Barcelona to Montpellier
In 2013 Spain’s famous high-speed rail network (AVE) was finally connected to the rest of Europe. Direct services from Paris to Barcelona are now six and a half hours, down from twelve. France’s sunny southern cities offer the best Franco-Iberian twin-city breaks. Toulouse, Carcassonne and Montpellier are just three hours from Barcelona (voyages-sncf.com; first class from £44.50), where the renowned Adrià brothers will open the final part of their latest gourmet concept, Enigma, in November. The Spanish seaside city’s Museu Picasso houses an extensive collection of the artist’s work, in five adjoining medieval palaces. It’s well worth staying a while in university town Montpellier, which boasts a hearty local cuisine, including wild boar, cassoulet and confit de canard. The graceful Place de la Comédie is the city’s nerve centre and a good spot for an aperitif. In the fortified town of Carcassonne, stroll along the Canal du Midi, which also runs through Toulouse, with its rugby stadium, ochre rooftops, brick churches and a laid-back vibe. During the journey between the cities, grab a glass of Cruzcampo from the bar. Then watch a film on the video screens with multilingual earphone connections.
Where to stay You will find art deco chic at The Grand Hôtel du Midi (grandhoteldumidimontpellier.com; doubles from £77, room only) near the Place de la Comédie and the train station. The Hotel Arts Barcelona (hotelartsbarcelona.com; doubles from £189, room only) has 44 storeys of pure style, all overlooking Barcelona’s sandy beach. The rooftop spa zone and two-star Michelin restaurant are a knockout.
Getting thereBritish Airways (ba.com) flies from Gatwick and Heathrow to Barcelona from £40.72 one way.
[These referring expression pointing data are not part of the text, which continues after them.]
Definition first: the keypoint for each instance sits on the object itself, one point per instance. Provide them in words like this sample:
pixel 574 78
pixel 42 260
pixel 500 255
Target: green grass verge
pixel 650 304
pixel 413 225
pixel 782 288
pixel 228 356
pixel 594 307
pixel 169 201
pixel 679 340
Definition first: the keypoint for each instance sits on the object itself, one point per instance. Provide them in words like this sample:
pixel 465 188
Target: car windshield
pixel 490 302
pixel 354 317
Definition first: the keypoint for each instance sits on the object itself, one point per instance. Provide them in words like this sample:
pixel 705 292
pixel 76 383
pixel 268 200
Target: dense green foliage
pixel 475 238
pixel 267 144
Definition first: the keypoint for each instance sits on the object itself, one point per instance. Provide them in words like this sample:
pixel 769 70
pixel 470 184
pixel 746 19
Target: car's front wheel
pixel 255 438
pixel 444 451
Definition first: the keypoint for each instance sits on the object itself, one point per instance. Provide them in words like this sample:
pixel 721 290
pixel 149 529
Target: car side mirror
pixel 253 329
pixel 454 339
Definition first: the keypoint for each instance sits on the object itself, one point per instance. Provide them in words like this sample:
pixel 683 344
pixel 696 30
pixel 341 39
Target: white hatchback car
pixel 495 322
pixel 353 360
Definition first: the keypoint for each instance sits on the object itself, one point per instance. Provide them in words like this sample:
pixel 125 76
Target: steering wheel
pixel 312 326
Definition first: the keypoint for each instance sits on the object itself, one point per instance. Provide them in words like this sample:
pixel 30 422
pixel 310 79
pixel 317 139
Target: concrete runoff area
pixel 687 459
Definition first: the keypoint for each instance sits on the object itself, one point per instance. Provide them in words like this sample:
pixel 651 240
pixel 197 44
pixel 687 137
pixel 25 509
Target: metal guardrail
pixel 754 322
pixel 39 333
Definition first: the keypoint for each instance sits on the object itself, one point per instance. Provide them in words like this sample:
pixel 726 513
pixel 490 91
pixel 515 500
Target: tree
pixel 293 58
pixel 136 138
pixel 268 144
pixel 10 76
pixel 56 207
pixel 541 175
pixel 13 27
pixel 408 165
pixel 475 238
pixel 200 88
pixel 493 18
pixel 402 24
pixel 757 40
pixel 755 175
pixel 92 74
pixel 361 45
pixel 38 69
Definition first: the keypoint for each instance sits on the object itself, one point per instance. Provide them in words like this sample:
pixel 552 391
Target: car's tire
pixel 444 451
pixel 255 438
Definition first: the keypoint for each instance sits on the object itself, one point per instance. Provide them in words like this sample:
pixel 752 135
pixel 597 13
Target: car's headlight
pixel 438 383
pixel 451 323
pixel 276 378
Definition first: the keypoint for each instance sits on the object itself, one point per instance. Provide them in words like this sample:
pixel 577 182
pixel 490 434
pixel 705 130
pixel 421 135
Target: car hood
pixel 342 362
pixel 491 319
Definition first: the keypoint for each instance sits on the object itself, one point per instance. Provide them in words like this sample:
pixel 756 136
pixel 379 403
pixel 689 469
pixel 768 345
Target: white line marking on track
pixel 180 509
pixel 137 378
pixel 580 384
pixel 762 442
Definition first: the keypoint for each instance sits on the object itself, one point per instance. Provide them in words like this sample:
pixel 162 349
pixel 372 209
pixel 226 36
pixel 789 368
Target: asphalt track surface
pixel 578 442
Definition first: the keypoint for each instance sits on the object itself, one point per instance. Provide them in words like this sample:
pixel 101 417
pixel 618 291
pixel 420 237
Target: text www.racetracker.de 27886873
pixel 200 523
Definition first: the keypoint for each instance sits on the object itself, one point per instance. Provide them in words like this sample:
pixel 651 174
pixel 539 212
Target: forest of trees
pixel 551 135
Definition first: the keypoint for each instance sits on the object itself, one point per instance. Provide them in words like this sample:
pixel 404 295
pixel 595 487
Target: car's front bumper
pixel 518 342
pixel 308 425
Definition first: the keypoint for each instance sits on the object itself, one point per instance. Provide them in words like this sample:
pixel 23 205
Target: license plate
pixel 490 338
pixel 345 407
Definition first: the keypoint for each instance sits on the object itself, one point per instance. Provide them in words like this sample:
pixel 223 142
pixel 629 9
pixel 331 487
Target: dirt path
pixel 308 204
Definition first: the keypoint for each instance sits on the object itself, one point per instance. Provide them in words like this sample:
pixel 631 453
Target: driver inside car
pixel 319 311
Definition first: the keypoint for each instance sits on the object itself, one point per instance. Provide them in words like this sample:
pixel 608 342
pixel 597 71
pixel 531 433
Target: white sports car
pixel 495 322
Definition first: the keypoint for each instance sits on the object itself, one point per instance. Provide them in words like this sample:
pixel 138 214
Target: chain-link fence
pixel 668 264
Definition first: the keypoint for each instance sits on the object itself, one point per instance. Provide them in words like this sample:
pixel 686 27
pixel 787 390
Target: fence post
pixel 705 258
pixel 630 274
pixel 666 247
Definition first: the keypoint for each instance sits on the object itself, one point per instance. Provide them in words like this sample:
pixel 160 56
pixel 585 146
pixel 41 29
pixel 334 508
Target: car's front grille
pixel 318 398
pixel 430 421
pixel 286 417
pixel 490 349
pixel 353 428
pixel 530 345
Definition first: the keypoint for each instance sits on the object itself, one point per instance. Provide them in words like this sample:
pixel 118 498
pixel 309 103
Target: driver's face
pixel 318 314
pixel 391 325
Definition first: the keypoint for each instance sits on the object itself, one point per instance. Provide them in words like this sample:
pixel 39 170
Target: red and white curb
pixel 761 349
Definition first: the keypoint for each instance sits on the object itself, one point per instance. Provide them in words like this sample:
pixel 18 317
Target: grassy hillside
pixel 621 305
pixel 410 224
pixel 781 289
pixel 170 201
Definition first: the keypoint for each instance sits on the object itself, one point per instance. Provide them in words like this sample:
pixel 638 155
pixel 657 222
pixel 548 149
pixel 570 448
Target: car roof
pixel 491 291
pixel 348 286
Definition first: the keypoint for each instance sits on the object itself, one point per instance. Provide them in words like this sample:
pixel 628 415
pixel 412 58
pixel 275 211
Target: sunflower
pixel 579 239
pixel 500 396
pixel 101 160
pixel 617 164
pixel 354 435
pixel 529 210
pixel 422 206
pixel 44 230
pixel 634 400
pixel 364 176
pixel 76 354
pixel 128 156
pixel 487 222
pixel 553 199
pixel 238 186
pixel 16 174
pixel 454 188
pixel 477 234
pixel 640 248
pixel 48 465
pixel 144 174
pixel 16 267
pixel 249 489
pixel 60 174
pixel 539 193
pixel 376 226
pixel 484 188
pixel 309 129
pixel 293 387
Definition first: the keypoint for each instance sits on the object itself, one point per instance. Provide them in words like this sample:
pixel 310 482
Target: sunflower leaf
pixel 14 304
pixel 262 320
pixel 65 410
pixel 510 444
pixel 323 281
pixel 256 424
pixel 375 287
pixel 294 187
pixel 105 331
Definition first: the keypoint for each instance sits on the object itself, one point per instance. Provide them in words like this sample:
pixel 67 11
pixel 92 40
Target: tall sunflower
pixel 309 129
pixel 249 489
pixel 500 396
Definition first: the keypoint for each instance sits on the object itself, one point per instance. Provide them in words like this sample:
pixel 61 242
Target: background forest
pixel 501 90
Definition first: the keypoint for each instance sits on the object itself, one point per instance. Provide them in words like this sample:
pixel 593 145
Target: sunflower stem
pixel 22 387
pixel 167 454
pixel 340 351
EasyJet (easyjet.com) flies from Gatwick and Luton to Montpellier from £29.49 one way.
Ljubljana to Zagreb
With no wi-fi, leather seats or complimentary cappuccinos, you don’t take this train for its amenities. However, the 2 hours and 15 minutes Ljubljana to Zagreb journey (slo-zeleznice.si; second class from £13) connects two former Austro-Hungarian cities that were in Yugoslavia and are well worth a visit. And because Croatia is now a Schengen member, rail travel between this naturally beautiful country and its EU neighbours is a passport-free cinch. In Ljubljana, the Slovenian capital, roam the grounds of the medieval Ljubljana Castle and climb the 95 steps of the 19th-century Outlook Tower for panoramic views of the city. Sip schnapps and chardonnay in the pavement cafés along the Ljubljanica River. The train departs from Ljubljana’s rococo central terminal and shuffles along the verdant banks of the River Sava to Zagreb, Croatia’s medieval capital, which is crammed with cultural curiosities and green spaces. You won’t miss Zagreb Cathedral, a 13th-century wonder whose twin towers rise to 354ft.
Where to stay In Ljubljana, stay at Hotel Cubo (hotelcubo.com; doubles from £91, room only), a short walk from the river and the railway station. Across from Zagreb station, the Esplanade Hotel (esplanade.hr; doubles from £103, room only), was built in 1925 to welcome passengers from the Orient Express. Previous guests include the unlikely duo of the Queen and the Brazilian football star Pelé.
Getting there Wizz Air (wizzair.com) flies from Luton to Ljubljana from £28.50 one way. British Airways (ba.com) flies from Heathrow to Zagreb from £80.81 one way.